Qteros, ACT and others are working on exciting technology to turn sewage into valuable fuel, a big win-win. Also see the weird fuels that may take over for gas.


qteros feedstock

Qteros: from feedstock to fuel. (Qteros photo)

There's no nice way of saying this: A group of green-minded entrepreneurs are making a clean-burning car fuel out of, well, poop. They don't call it that, of course -- they prefer to call it "municipal wastewater" or "sewage sludge," but trust me, that's what it is.
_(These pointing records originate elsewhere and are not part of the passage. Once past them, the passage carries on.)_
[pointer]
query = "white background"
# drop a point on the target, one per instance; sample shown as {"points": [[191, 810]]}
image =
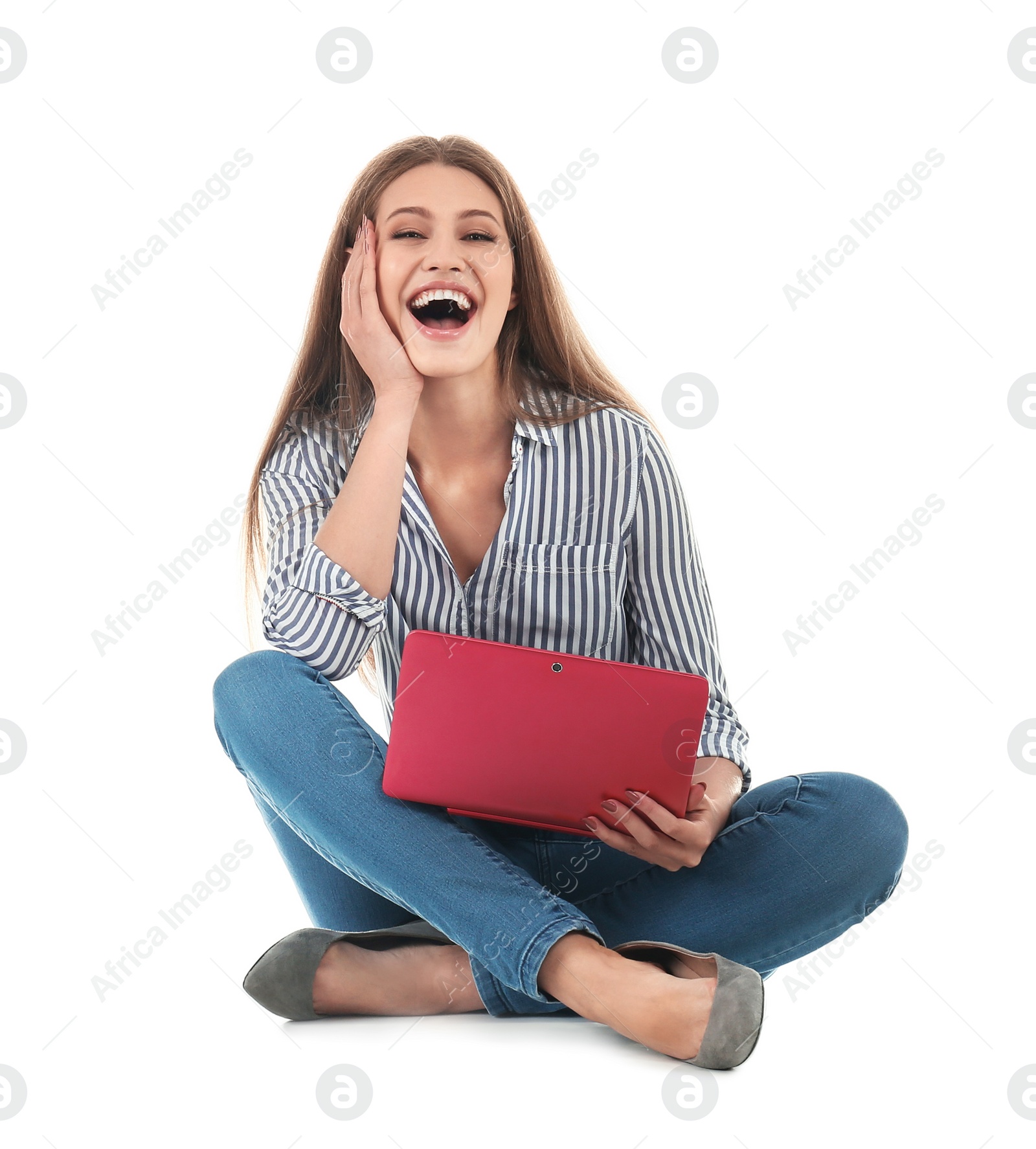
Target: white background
{"points": [[836, 419]]}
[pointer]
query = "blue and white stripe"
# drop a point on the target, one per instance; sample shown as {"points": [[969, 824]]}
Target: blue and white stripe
{"points": [[596, 555]]}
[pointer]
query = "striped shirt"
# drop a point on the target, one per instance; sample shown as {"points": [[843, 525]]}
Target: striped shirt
{"points": [[596, 555]]}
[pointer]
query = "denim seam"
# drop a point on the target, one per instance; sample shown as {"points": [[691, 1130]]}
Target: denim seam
{"points": [[487, 984], [572, 926]]}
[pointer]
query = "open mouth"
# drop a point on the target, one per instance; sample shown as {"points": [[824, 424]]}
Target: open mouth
{"points": [[442, 311]]}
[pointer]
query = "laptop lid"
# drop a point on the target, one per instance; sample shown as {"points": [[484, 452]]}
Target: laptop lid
{"points": [[513, 733]]}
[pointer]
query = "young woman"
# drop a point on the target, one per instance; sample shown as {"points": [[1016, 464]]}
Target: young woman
{"points": [[451, 454]]}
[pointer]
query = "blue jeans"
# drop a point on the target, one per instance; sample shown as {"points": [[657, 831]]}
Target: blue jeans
{"points": [[800, 860]]}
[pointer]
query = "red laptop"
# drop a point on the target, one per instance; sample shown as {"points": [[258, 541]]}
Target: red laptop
{"points": [[513, 733]]}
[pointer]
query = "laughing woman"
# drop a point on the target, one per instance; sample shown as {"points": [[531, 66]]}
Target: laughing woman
{"points": [[445, 418]]}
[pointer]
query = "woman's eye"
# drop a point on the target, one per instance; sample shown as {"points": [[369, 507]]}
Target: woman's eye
{"points": [[411, 234]]}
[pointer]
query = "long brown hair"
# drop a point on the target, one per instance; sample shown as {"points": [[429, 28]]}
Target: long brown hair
{"points": [[541, 345]]}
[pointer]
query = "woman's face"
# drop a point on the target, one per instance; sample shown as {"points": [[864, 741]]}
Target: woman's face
{"points": [[442, 229]]}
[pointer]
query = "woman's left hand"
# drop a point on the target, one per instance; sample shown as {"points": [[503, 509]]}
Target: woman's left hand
{"points": [[658, 836]]}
I come from a family of engineers, and my father was a pioneer in reclaiming potable water from sewage. I have a photo of him, in a hard hat, quaffing a glass of the stuff. So this is exciting news for me. In a two-step process, Israel-based Applied CleanTech (ACT) start by removing cellulose (the part of the plant we can't digest) from both the sludge and agricultural liquid waste, then Marlborough, Massachusetts-based Qteros ferments this treated material into cellulosic ethanol using a fast-acting microbe sourced from Massachusetts' Quabbin Reservoir.

qteros microbe

Qteros' fast-acting q-microbe. (Qteros photo)
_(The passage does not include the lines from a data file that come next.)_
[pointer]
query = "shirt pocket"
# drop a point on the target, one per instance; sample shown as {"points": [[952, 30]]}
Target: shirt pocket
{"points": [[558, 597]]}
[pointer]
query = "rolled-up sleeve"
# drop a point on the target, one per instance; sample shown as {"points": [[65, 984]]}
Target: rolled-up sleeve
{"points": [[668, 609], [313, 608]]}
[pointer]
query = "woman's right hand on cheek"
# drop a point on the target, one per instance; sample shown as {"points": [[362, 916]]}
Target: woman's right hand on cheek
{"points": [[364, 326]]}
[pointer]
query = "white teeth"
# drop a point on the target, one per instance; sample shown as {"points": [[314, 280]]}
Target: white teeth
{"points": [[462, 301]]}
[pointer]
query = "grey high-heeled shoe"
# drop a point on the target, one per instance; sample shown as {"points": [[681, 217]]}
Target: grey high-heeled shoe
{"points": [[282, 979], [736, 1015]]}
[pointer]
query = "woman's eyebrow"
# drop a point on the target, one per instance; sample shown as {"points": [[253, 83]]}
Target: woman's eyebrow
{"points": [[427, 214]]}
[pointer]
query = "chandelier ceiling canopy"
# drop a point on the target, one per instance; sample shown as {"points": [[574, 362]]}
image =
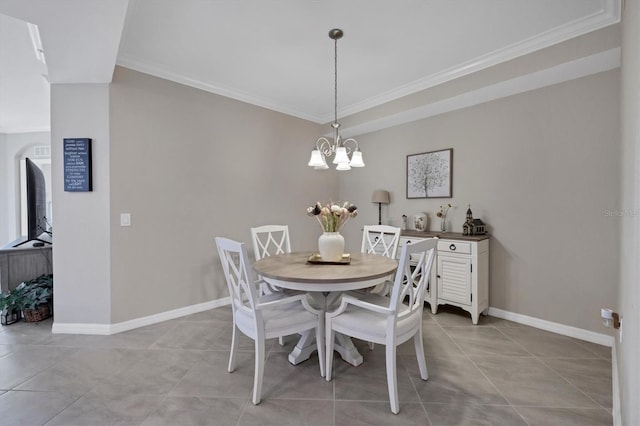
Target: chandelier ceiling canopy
{"points": [[347, 153]]}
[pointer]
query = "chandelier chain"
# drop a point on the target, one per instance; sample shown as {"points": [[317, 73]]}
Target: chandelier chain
{"points": [[335, 81]]}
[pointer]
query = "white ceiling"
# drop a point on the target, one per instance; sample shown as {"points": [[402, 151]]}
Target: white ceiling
{"points": [[276, 53]]}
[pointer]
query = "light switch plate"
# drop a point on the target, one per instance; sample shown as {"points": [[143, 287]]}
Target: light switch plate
{"points": [[125, 219]]}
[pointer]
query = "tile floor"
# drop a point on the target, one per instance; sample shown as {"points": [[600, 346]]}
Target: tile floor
{"points": [[174, 373]]}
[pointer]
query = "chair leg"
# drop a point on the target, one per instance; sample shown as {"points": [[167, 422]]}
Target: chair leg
{"points": [[234, 349], [320, 345], [422, 363], [392, 378], [331, 335], [259, 370]]}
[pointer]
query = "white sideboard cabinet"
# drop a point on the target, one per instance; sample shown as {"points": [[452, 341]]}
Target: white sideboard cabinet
{"points": [[460, 274]]}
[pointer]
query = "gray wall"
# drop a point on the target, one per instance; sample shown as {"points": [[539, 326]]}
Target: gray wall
{"points": [[189, 166], [628, 350], [541, 169], [81, 261]]}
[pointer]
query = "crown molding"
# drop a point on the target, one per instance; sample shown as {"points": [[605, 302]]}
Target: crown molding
{"points": [[157, 71], [600, 62], [608, 15], [10, 129]]}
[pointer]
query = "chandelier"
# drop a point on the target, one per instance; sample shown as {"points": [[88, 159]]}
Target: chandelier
{"points": [[342, 149]]}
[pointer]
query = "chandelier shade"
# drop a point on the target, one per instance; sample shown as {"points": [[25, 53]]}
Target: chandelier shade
{"points": [[341, 149]]}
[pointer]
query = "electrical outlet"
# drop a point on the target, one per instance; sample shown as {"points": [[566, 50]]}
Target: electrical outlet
{"points": [[125, 219]]}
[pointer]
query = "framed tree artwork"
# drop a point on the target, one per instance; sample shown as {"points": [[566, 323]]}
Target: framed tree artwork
{"points": [[429, 174]]}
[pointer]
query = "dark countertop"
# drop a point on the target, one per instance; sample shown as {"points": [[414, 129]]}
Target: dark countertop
{"points": [[443, 235]]}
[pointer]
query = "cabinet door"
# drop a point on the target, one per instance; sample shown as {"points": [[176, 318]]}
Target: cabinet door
{"points": [[454, 279]]}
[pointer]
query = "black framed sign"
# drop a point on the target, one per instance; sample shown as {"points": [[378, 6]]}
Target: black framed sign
{"points": [[77, 165], [429, 174]]}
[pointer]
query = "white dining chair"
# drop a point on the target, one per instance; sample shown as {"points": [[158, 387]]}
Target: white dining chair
{"points": [[382, 240], [388, 320], [269, 240], [263, 317]]}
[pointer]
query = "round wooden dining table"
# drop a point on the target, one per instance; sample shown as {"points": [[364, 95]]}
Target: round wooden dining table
{"points": [[324, 283]]}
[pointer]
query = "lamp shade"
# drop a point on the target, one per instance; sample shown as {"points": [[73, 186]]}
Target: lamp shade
{"points": [[316, 159], [343, 166], [356, 159], [380, 196], [341, 155]]}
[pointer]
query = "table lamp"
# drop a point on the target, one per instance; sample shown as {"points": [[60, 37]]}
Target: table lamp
{"points": [[381, 197]]}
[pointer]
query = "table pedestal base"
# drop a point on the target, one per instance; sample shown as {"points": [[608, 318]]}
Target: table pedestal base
{"points": [[307, 344]]}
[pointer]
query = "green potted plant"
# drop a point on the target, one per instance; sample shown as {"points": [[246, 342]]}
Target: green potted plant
{"points": [[37, 298], [11, 305], [31, 298]]}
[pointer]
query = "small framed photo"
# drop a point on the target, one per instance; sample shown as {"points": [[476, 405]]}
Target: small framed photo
{"points": [[429, 174]]}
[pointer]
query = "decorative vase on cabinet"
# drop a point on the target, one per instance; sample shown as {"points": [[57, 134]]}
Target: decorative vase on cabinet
{"points": [[331, 246]]}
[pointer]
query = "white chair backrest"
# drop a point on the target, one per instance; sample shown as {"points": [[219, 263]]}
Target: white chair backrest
{"points": [[412, 280], [380, 239], [269, 240], [238, 273]]}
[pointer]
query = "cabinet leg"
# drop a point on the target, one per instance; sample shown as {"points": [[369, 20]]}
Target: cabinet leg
{"points": [[474, 318]]}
It's called Sewage Recycling System (SRS), and ACT spent six years developing it. CEO Israel Biran says that its technology can solve the headache of sewage sludge disposal, and Qteros co-founder Jeff Hausthor says its customers can be "every municipality that has a wastewater treatment plant." And unless your town is dumping its sewage right into a bay or lake, it has one of those plants.

Bill Frey, CEO of Qteros, said his company's mission is to find the most effective way to make low-cost, non-food ethanol. Cellulosic ethanol processes have not yet been commercialized--a hurdle to getting this collaboration off the ground--but Frey said in an interview that Qteros will be looking for partners next year to make that happen.

According to ACT President Dr. Refael Aharon, a fairly large wastewater plant, handling a population of two million people and processing 150 million gallons a day, would have enough capacity to keep a small ethanol plant supplied with processed cellulose feedstock. And for every ton of that treated feedstock (which they call "Recyllose") some 120 to 135 gallons of ethanol can be made.

It's hard to see the downside of this. But wait, there's more! Last week, I was in Los Angeles with Daryl Hannah, Ed Begley, Jr. and author David Blume discussing the wonders of alcohol/ethanol fuel. Blume, author of Alcohol Can be a Gas, champions whole systems that make use of salvaged "waste" products. Here he is, on video, talking about the possibilities of ethanol fuel:

Blume has, in fact, worked on natural marshes that filter municipal wastewater and sewage. Blume's book reports that 35 acres of cattail marsh, by absorbing nutrients and chemicals, could treat five million gallons of secondary sewage each day. Arcata, California was a pioneer of that kind of natural filtration.

Cattail is the most effective sewage-filtering plant, Blume says, and it grows prolifically in marshes, yielding up to 150,000 pounds of biomass per acre. A great byproduct, of course, could be ethanol made from all that plant material -- up to 10,000 gallons per acre.

Here's Blume's amazing conclusion: Growing cattails on just 6,367 acres in each county in the U.S. (accounting for 1.46 percent of agricultural land) we could produce 200 million gallons annually, and treat all of our country's sewage. Why aren't we doing this across America? Is it just because we get squeamish when we talk about poop?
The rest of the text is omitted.